Bölgenin turizm kaynaklarını şöyle özetleyebiliriz:
Bu bölgenin dünyanın en eski uygarlıklarına ve üç büyük dünya dinine (Yahudilik, Hıristiyanlık ve İslam) yol açması nedeniyle çok sayıda kültürel cazibe merkezi. Antik çağda Yunanlılar ve Romalılar da dahil olmak üzere birbirini takip eden işgalcilerin ardından Batı Avrupa’dan Kutsal Topraklara giden hacı yollarını savunan Haçlılar izlerini bırakmışlardır. Bununla birlikte, birkaç ülkede yapılan karasal kültürel turlar, bölgedeki siyasi durum nedeniyle Avrupa’dakiyle aynı ölçüde gelişmemiştir.

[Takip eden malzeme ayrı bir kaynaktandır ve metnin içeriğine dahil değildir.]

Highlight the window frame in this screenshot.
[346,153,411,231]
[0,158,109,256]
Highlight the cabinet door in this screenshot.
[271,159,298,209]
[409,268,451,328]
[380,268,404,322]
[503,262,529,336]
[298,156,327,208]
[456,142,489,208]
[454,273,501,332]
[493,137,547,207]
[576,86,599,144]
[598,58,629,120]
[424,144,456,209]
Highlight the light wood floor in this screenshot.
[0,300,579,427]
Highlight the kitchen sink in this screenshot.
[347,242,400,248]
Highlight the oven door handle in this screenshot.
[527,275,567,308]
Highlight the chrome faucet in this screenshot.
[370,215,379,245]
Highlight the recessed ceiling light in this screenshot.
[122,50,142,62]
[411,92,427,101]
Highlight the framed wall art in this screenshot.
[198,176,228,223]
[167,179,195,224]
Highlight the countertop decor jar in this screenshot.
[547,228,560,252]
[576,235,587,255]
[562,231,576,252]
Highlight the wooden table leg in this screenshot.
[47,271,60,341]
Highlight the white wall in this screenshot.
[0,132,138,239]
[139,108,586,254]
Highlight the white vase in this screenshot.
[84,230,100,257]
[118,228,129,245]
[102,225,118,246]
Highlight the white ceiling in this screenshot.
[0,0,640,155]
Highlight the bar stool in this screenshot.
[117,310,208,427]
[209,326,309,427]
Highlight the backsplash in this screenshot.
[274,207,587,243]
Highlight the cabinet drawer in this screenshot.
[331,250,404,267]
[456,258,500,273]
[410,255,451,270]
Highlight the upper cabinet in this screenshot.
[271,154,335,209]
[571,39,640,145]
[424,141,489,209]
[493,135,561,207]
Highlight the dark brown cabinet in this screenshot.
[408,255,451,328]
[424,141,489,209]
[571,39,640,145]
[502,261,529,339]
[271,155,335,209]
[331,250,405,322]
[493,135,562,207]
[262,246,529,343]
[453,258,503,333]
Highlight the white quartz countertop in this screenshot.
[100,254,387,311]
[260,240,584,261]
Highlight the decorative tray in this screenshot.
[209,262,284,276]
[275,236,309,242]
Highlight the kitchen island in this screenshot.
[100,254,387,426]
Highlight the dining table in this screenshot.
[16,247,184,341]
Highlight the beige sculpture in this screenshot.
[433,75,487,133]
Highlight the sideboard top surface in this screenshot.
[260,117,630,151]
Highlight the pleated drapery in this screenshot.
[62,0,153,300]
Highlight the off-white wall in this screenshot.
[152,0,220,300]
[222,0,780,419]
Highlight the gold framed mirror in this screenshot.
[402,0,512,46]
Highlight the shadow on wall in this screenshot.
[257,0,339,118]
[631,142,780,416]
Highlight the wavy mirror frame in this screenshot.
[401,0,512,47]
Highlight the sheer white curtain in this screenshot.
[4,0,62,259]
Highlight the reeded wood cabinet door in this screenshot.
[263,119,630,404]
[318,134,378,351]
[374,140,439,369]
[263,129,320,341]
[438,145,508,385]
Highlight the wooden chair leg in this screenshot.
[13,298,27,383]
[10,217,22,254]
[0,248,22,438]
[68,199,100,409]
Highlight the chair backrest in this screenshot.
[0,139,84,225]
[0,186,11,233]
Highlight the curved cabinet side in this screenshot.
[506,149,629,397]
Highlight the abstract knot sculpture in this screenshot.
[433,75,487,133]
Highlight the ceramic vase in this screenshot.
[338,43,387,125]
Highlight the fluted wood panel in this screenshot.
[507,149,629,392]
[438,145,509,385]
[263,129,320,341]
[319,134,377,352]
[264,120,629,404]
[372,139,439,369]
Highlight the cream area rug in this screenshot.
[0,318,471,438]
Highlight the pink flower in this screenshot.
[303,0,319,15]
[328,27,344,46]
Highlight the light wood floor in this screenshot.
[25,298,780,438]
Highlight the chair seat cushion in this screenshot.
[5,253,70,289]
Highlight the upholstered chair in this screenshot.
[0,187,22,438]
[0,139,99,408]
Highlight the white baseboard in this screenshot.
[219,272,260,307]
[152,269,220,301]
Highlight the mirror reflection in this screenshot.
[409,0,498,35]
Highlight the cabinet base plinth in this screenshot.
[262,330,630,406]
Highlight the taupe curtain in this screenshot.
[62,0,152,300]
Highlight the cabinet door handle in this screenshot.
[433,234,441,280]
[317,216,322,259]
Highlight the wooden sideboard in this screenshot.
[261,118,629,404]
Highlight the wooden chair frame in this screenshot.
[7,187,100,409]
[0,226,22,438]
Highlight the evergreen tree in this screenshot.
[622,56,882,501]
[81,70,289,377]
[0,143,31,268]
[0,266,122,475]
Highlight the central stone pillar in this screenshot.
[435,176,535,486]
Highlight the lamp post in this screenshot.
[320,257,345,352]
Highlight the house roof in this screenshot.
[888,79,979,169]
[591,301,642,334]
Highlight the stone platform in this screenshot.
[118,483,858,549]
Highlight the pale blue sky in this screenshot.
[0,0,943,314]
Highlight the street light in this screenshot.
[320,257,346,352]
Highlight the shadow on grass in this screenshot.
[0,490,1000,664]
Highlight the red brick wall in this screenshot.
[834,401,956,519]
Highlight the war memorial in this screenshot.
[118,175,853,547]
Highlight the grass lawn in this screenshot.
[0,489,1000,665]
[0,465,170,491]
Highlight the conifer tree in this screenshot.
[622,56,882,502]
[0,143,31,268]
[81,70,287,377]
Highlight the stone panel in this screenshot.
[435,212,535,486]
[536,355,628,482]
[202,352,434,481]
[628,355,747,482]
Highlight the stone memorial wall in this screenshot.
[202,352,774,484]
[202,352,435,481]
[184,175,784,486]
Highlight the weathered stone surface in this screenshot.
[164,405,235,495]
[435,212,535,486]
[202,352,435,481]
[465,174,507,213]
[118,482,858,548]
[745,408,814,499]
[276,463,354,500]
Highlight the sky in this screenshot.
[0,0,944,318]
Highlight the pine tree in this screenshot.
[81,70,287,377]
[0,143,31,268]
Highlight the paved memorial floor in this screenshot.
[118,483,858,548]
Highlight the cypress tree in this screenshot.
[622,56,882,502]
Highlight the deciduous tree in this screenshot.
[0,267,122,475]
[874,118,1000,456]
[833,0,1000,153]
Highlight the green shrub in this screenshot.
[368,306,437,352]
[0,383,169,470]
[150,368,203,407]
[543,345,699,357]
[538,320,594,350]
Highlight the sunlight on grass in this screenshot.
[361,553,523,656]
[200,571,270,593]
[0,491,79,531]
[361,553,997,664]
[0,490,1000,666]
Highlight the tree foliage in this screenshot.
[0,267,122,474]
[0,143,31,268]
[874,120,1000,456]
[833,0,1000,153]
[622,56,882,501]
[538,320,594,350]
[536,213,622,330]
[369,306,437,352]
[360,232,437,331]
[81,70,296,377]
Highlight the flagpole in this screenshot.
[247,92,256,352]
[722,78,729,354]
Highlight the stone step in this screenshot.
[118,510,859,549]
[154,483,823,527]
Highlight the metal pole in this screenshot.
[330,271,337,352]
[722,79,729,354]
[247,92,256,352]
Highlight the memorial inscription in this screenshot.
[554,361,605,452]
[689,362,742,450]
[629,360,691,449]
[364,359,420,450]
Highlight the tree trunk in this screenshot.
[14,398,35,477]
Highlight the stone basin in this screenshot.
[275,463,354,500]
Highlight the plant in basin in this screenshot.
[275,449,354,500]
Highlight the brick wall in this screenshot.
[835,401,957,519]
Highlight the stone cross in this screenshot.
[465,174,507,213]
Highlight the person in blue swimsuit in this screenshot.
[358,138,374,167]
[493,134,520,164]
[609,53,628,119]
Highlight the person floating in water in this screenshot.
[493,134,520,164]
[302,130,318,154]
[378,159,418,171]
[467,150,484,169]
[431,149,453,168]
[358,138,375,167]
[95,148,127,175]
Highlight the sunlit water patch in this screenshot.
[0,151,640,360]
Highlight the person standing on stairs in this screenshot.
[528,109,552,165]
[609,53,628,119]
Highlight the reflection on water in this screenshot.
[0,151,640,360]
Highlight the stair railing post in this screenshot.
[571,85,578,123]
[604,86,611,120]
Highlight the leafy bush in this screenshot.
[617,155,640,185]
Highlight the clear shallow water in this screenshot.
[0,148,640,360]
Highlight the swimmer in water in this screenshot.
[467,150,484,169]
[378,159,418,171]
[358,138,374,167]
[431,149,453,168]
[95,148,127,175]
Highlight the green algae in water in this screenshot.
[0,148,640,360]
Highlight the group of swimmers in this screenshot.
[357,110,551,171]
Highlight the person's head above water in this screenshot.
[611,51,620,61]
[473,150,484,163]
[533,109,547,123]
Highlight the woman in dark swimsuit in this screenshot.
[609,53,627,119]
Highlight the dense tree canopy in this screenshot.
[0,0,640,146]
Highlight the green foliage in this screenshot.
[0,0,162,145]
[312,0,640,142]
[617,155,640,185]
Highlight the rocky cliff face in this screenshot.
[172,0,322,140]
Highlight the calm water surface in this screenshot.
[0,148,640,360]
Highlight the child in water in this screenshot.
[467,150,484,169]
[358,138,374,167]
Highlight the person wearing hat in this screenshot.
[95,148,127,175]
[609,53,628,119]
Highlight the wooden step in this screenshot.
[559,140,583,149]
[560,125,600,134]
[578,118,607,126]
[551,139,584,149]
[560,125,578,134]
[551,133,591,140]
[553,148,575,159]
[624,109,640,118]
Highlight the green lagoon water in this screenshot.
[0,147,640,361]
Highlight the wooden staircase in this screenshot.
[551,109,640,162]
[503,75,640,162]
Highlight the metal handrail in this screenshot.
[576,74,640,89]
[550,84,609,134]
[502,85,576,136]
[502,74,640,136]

Plaj turizmi için genellikle elverişli bir iklim olmasına rağmen, bazı ülkelerde bu kültürel ve dini tutumlarla sınırlıdır. Giderek artan sayıda turist rekreasyon ve rahatlama uğruna bölgeyi ziyaret etmektedir. Tatil köyleri ihtiyaçlarını karşılamak için gelişmiştir, ancak Türkiye, İsrail ve Dubai hariç tesisler genellikle batı Akdeniz’dekilerle aynı standartta değildir.
Bölgenin bazı dağlık bölgelerinde kış sporları için fırsatlar vardır. Şu anda, tatil köyleri küçük iç pazarın ihtiyaçlarını karşılamak için gelişmiştir ve genellikle uluslararası standartlara göre iyi donanımlı değildir. Daha erişilebilir dağ ve çöl alanlarında macera tatilleri için de bir alan vardır. Ekoturizm, İsrail ve Ürdün dışında çok az ilerleme kaydetmiştir.
Bölgede turizme yönelik başlıca tehditler iki yönlüdür:
● Birincisi, siyasi durum bölgenin turizm potansiyelini gerçekleştirmesini önlemede önemli bir faktör olmuştur.
● İkincisi, bölgenin benzersiz cazibesi antik çağlarda ve kültürel mekanlarda yatmaktadır. Bunlar dikkatli bir yönetime ihtiyaç duyar ve ziyaretçileri alabilmek için sınırlı kapasiteye sahiptir. Bu, eğer bu cazibe merkezleri gelecek nesiller için kullanılabilir kalacaksa, bölgenin çekebileceği turist sayısında bir sınır olduğu anlamına gelir.